初期設定時に接続方法などのガイドが表示される

MAP-EやDS-Liteはサポートされない

 機能的には比較的シンプルで、セキュリティ機能はルーターで一般的なステートフルファイアウォールが利用可能だ。他社で増えているセキュリティ対策ベンダーとの協業によるウェブフィルタリングやDPIは採用されていない。

 ペアレンタルコントロールは可能だが、MACアドレスベースでの利用時間制限が可能で、ウェブフィルタリングはURLを自分で指定する手動設定となる。

 メッシュの構成については、自動的に実行される。他社製品の場合、ボタン設定やケーブル接続によるメッシュ構成が要求されるケースもあるが、本製品の場合、1台目のメインルーターをセットアップ後、2台目となるセカンダリルーターの電源をつなぐと、自動的に機器同士でリンクを確立し、メッシュ構成が完了する。

 今回のモデルは2パックセットで販売されているため、標準でペアリングが完了済みとなっているわけだ。これは手軽でいい。なお、さらに3台目以降のルーターを追加する場合はペアリング操作が必要となる。

Android端末ならヒートマップも作れる

 設定や管理には、前述したように「HUAWEI AI Life」アプリを利用できるが、このアプリはiOS版よりAndroid版の方が機能豊富でお勧めだ。

iOS版のアプリ。現在の状況や設定などが可能

 iOS版でも、メインとセカンダリのルーターの接続、接続されているクライアントの情報表示、Wi-Fi設定などが可能だが、Android版では、これらに加えてヒートマップを作成できる。

 ヒートマップは、間取りをスマートフォン上で作成可能となっており、なかなか高機能だ。場所ごとに電波強度を測定して、見えない電波を視覚化できるので、どこで電波が弱いのかがすぐに分かる。

 メッシュの場合、どこに2台目を置くかという判断が難しいが、ヒートマップで電波状況を見ながら場所を調整することで、最適な設置場所を探し出すことができる。

間取りをアプリで作成可能

間取りを元に電波強度を計測してヒートマップを作成できる

 また、電波強度だけでなく、配置したルーターごとに何台のクライアントがつながっているのかも見えるようになっている。これにより、例えばリビングのルーターに接続が集中しているようであれば、2台目をリビングよりに配置し直すことで、接続台数を分散させるといったこともできる。

 これは、メッシュの運用面の課題を解決できる非常に強力なツールと言える。メッシュを導入したはいいが、果たして効率的に使えているのか? が分からないケースは多い。他社製品では、ベストプラクティスを経験と試行錯誤からしか導き出せないが、本製品はきちんと目に見える情報で判断することができる。
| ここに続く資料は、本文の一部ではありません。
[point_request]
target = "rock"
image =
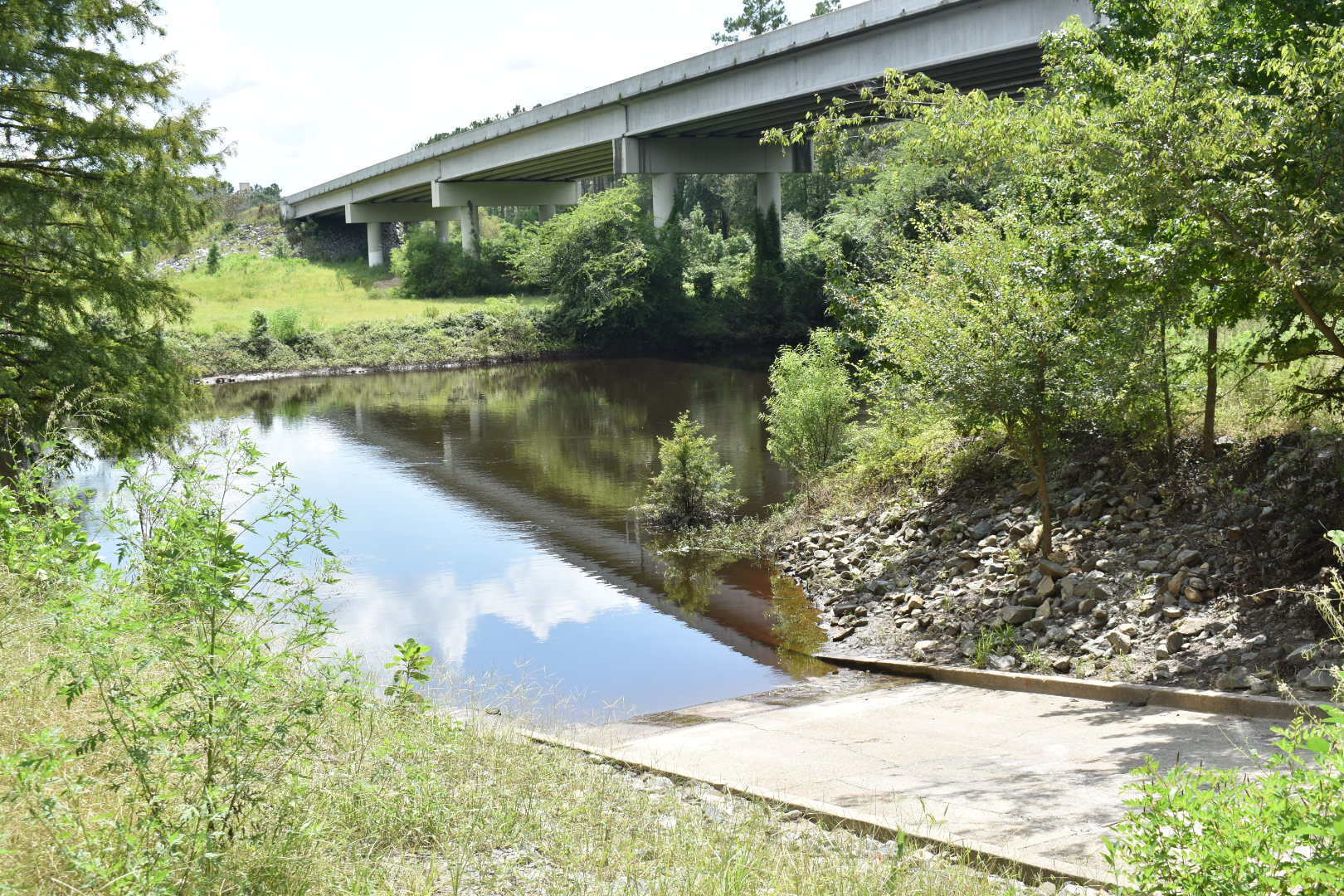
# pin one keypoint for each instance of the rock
(1190, 558)
(1053, 570)
(1304, 655)
(1319, 679)
(1015, 616)
(1118, 641)
(1192, 627)
(1235, 679)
この工夫はすばらしい。

 iOSアプリもこの機能に対応してくれるとうれしいが、技術的に難しい面もあるので、できれば古いAndroid端末などを管理用として用意しておくのがお勧めだ。

パフォーマンスも優秀

 気になるパフォーマンスだが、これも優秀だ。以下のグラフは、木造3階建ての筆者宅にてiPerf3による速度を計測した結果だ。1台のみの場合と、1階に1台目のメインルーター、3階階段付近に2台目のセカンダリルーターを設置した場合の両方で速度を計測している。

iPerf3テスト

1F 2F 3F入口 3F窓際
単体 上り 743 297 148 70.3
下り 864 610 433 302
メッシュ 上り 766 367 301 259
下り 878 527 408 358

※サーバーPC環境 CPU:Ryzen 3900X、メモリ:32GB、ストレージ:1TB NVMe SSD、OS:Windows 10、※クライアント:Microsoft Surface Go2(Intel AX200)

 本製品は、1台のみでもかなり性能が高い。1階で800Mbpsオーバーは当然として、3階の端でも下りで300Mbpsオーバーを実現できている。Wi-Fi 6は性能が高いため、正直、1台でも日本の住宅ならほぼカバーできる製品が多いが、本製品もこうした1台のみでも優秀な性能を発揮できる製品の1つだ。

 一方、メッシュ構成の場合、値としては、3階で下りが302→358Mbps、上りが70.3→259Mbpsとなっており、上りを中心に向上する印象だ。

 個人的に地味にいいと感じたのは、2階の結果だ。今回のケースのように1台目を1階、2台目を3階に設置した場合、ちょうど中間となる2階は、1階につながる場合と、3階につながる場合の2通りのルートが発生する。

 もちろん1階なら直接WANへとアクセスできるが、3階経由のルートだと3階→1階→WANとなるため、経路的なロスが発生する。

 どちらにつながるかは、メーカーによって差が出るのだが、本製品は2階でもロスの少ない1階への接続を自動的に選択してくれた。

 これが、メッシュのアルゴリズムによるものなのか、たまたまなのかまでは判断できないが、個人的にテストした限りでは、メッシュの弱点になりがちな中間的な位置での接続先判定が的確なように感じられた。これは地味にいい。

日本市場にもっとコミットすべき

 以上、Huawei WiFi Mesh 3を実際に試してみたが、冒頭でも触れた通り、「もったいない」印象だ。

 Wi-Fiの性能は高い。メッシュの構成も簡単。Android版のみだがアプリの完成度も高い。しかしながら、グローバルモデルという枠が足かせになっており、日本独自の通信方式やユーザーニーズに対応できていない。コンシューマー市場の攻略には、まだ一歩、実力が不足しているという印象だ。